A metal-organic material (MOM) with a porous structure offers a more efficient, less expensive and more sustainable mechanism for carbon dioxide capture and separation, according to chemists at the University of South Florida (USF), Tampa, and King Abdullah University of Science and Technology (KAUST), Thuwal, Saudi Arabia.
SIFSIX-1-Cu, the material the USF-KAUST team developed, contains a metal center coordinated to a multifunctional organic ligand in a three-dimensional lattice, and provides extensive surface area. Unlike existing materials, it resists water, says USF chemistry professor Mike Zaworotko, who led the project.
By control of pore functionality and size, the material attains the "sweet spot" of kinetics and thermodynamics, offering high volumetric uptake at low CO2 partial pressure, say the researchers.
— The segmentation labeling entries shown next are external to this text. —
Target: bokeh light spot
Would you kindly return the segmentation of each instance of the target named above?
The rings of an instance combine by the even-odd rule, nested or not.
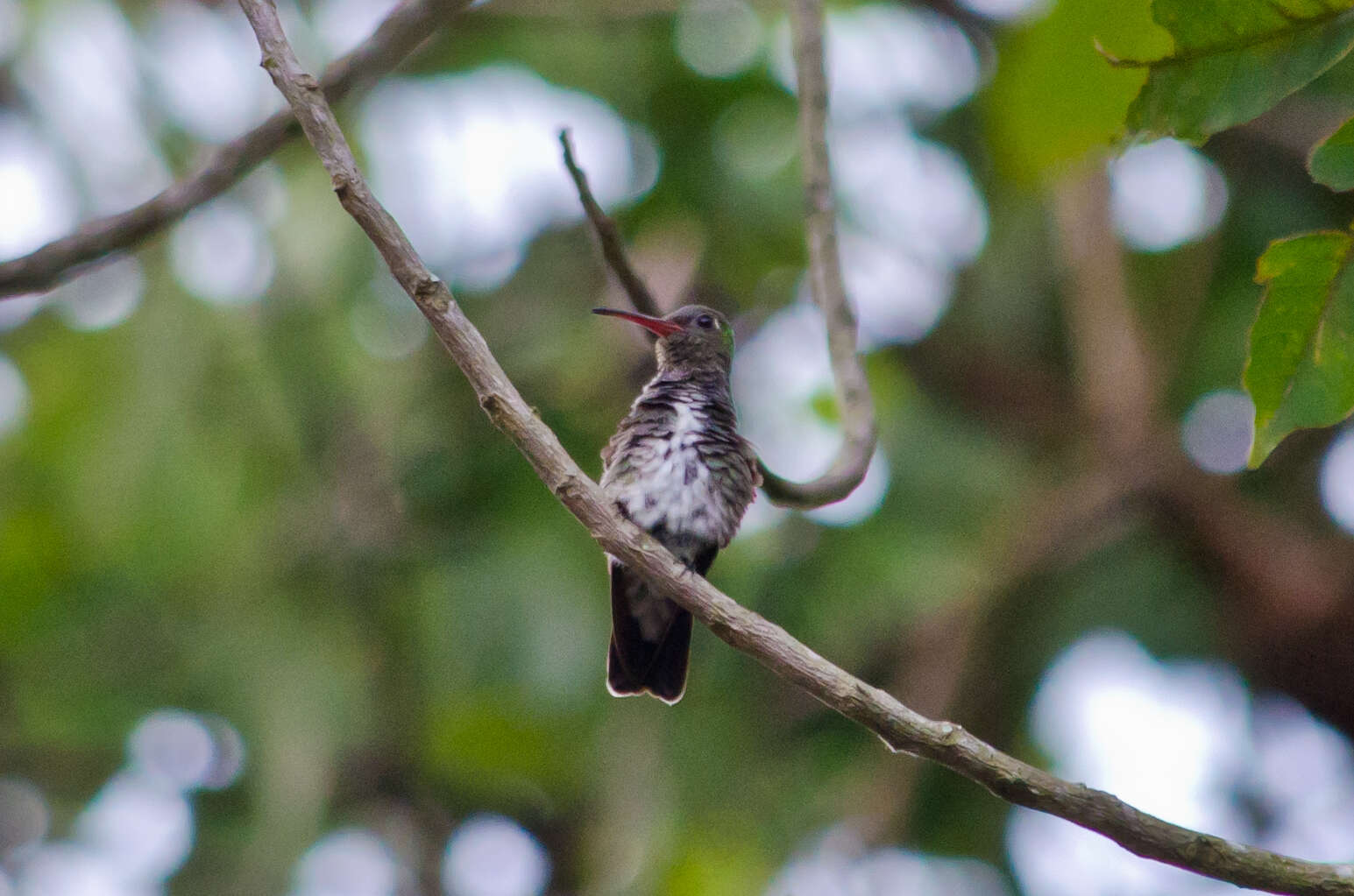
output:
[[[987,19],[1009,22],[1044,15],[1053,0],[959,0],[963,5]]]
[[[340,55],[366,41],[398,0],[322,0],[314,7],[315,31],[329,53]]]
[[[1354,429],[1342,429],[1326,449],[1320,491],[1322,503],[1336,525],[1354,533]]]
[[[127,738],[131,766],[185,790],[202,784],[215,763],[211,731],[191,712],[160,709]]]
[[[501,815],[474,815],[451,835],[441,865],[447,896],[540,896],[550,880],[546,849]]]
[[[1286,697],[1252,702],[1229,666],[1162,663],[1128,635],[1093,633],[1044,673],[1030,727],[1056,774],[1169,822],[1312,861],[1349,858],[1349,742]],[[1236,892],[1030,809],[1011,812],[1006,841],[1026,893]]]
[[[688,0],[677,11],[677,55],[705,77],[733,77],[762,46],[757,12],[743,0]]]
[[[234,139],[279,106],[259,68],[259,45],[236,9],[198,3],[156,7],[148,60],[165,110],[207,142]]]
[[[0,862],[41,841],[50,823],[51,812],[37,786],[22,778],[0,778]]]
[[[18,115],[0,112],[0,259],[56,240],[74,223],[76,204],[56,153]]]
[[[1200,470],[1246,468],[1255,440],[1255,405],[1246,393],[1223,388],[1200,398],[1181,422],[1181,443]]]
[[[18,432],[28,414],[28,386],[23,374],[0,355],[0,439]]]
[[[181,792],[139,771],[122,771],[76,820],[77,841],[129,882],[160,884],[192,849],[192,808]]]
[[[169,261],[190,292],[217,305],[253,302],[272,283],[268,237],[230,198],[194,210],[173,229]]]
[[[896,3],[867,4],[827,16],[827,87],[833,118],[861,118],[907,107],[940,112],[978,89],[974,45],[953,20]],[[776,28],[772,72],[795,85],[789,24]]]
[[[146,280],[133,256],[112,256],[50,296],[51,307],[73,330],[103,330],[122,323],[141,305]]]
[[[1227,181],[1177,139],[1133,146],[1109,165],[1110,214],[1129,246],[1164,252],[1212,233],[1227,210]]]
[[[651,141],[519,66],[387,79],[362,107],[372,188],[440,276],[481,290],[512,276],[538,233],[582,218],[562,127],[603,206],[653,185]]]
[[[399,876],[399,862],[383,839],[345,828],[306,850],[292,896],[395,896]]]

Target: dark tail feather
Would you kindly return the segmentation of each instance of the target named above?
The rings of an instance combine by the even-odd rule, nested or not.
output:
[[[649,692],[668,704],[681,700],[691,628],[691,613],[650,594],[638,575],[612,560],[607,689],[617,697]]]

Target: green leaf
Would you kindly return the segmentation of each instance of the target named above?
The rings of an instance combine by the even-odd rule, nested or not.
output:
[[[1312,180],[1331,189],[1354,189],[1354,118],[1317,143],[1307,164]]]
[[[1175,51],[1140,62],[1147,83],[1128,108],[1129,139],[1210,134],[1269,111],[1354,46],[1354,0],[1155,0]]]
[[[1270,244],[1243,383],[1255,402],[1251,467],[1294,429],[1330,426],[1354,410],[1354,275],[1346,231]]]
More importantly, they add, it offers unprecedented CO2 sorption selectivity over N2, H2 and CH4, even in the presence of moisture. More details appear in a recent article in Nature.
The material not only resists poisoning from water, but also requires less energy to recycle compared to previous benchmark materials. However, Zaworotko notes that whether the material can be reused numerous times with little or no loss in performance remains to be determined.
"Our materials are the new benchmark for selectivity towards CO2. However, recyclability in the real world and cost when produced at scale remain to be evaluated. These matters could be addressed by modifying the prototypes if necessary, but this would in turn require more research before development can occur. The amount of heat generated is also something that will have to be optimized if there is an issue with the prototypes," he explains.
The team already is collaborating with engineers to determine how to manufacture the materials and apply them to real-world uses. Testing of a production process on a laboratory scale could begin within a few months, but pilot-scale testing will require industrial partners, says Zaworotko.
The plan is to initially try the material for syngas purification, as well as for removal of CO2 from enclosed environments. "Flue-gas is definitely of interest, too, but is a longer-term goal," he notes. The material potentially could be used to capture carbon in coal-burning energy plants, purify methane in natural gas wells and advance clean-coal technology.
"An advantage for some applications (e.g., where zeolites are currently used) is that no new plants/processes in terms of CO2 removal would be required. We would simply replace existing porous materials where they are currently used. There could therefore be a short path from discovery to end use. Implementation in terms of clean coal would take much longer because there is not yet a commercial process that is in widespread use (although technologies related to chemical CO2 capture are being tested on a pilot scale)," he adds.
The ultimate goal, says Zaworotko, is to find ways to chemically convert CO2 to a more useful and valuable product in a second step.
"Carbon capture is just one possible use for porous materials. That we have the ability to design porous materials from first principles will create opportunities for any process in which porous materials currently play a role and will also create the possibility of revolutionary new technologies in other areas of societal impact such as natural gas transportation and storage. The next five years promises to be exciting for MOMs," he concludes.